Elsewhere on his blog, Mr Assange compared Jack Straw to ‘the Fuhrer’, talked about engaging in ‘Pentagon poker’ and said that leaks could change the world. 
He wrote: ‘The more secretive or unjust an organisation is, the more leaks induce fear and paranoia in its leadership and planning coterie.
‘Hence, in a world where leaking is easy, secretive or unjust systems are . . . nonlinearly hit relative to open, just systems. Since unjust systems, by their nature, induce opponents, and in many places barely have the upper hand, mass leaking leaves them exquisitely vulnerable to those who seek to replace them with more open forms of governance.’
WikiLeaks is also facing questions about where all its money goes, with critics likening him to a ‘snake-oil salesman’. Some donors have refused to help without seeing full details of the website’s accounts. 

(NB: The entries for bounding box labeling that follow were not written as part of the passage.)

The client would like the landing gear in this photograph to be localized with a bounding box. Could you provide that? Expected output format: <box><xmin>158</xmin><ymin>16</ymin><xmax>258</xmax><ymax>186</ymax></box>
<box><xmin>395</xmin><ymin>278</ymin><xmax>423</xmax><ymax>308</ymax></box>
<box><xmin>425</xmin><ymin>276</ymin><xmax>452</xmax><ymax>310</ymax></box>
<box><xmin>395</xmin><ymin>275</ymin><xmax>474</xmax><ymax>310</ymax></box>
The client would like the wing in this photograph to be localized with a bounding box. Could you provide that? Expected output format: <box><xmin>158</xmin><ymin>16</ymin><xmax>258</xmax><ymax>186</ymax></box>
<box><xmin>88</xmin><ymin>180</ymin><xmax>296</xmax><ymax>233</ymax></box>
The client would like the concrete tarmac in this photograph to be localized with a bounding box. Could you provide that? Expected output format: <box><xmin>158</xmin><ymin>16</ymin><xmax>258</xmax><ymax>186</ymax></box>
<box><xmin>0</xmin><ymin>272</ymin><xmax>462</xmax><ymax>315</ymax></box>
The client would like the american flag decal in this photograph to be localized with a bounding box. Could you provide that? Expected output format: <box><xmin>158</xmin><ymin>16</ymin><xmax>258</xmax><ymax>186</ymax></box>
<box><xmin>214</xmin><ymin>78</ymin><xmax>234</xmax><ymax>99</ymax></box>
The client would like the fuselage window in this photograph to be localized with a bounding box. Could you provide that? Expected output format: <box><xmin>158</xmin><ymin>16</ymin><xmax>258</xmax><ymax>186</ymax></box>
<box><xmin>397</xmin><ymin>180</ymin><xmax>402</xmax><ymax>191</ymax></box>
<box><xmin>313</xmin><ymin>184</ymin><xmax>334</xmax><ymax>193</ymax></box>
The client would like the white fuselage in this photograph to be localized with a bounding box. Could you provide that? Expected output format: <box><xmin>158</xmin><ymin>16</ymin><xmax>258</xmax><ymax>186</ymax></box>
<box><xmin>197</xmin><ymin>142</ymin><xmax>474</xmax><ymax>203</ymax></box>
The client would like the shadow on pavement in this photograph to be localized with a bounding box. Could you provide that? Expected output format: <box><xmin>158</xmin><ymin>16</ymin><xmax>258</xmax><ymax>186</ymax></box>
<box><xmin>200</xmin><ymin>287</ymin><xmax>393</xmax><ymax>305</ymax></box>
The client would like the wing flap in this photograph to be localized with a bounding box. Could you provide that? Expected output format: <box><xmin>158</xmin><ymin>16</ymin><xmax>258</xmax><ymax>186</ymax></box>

Mr Assange brags that WikiLeaks, which he launched in 2006, has no official headquarters and no offices. However, the site says it is now based in Sweden. The country’s freedom of expression laws and neutral political stance protect it from US-based law enforcement agencies.
Last year, WikiLeaks said it needed £450,000 to operate effectively. But in his secret blog, now removed from the internet, its editor discussed raising money and moving it offshore. 
Mr Assange, who claims to be unpaid, wrote: ‘There is a foundation (herein called “the Institute”) which holds some of my copyrights and which I have used from time to time as a front, gently concealing my freedom from the social covenant.
'There are activities that the Institute should engage in that require substantial cash reserves. 
‘Normally NGOs [non-governmental organisations] beg, but I’m no good at that sort of thing, so the Institute has created an offshore startup company (thing2thing.com) to fund it.’
The blog also reveals that Mr Assange had a baby daughter in 2006 and a son, Daniel, from a relationship in his teens. A recent genetics graduate from Melbourne University, Daniel works for a software company.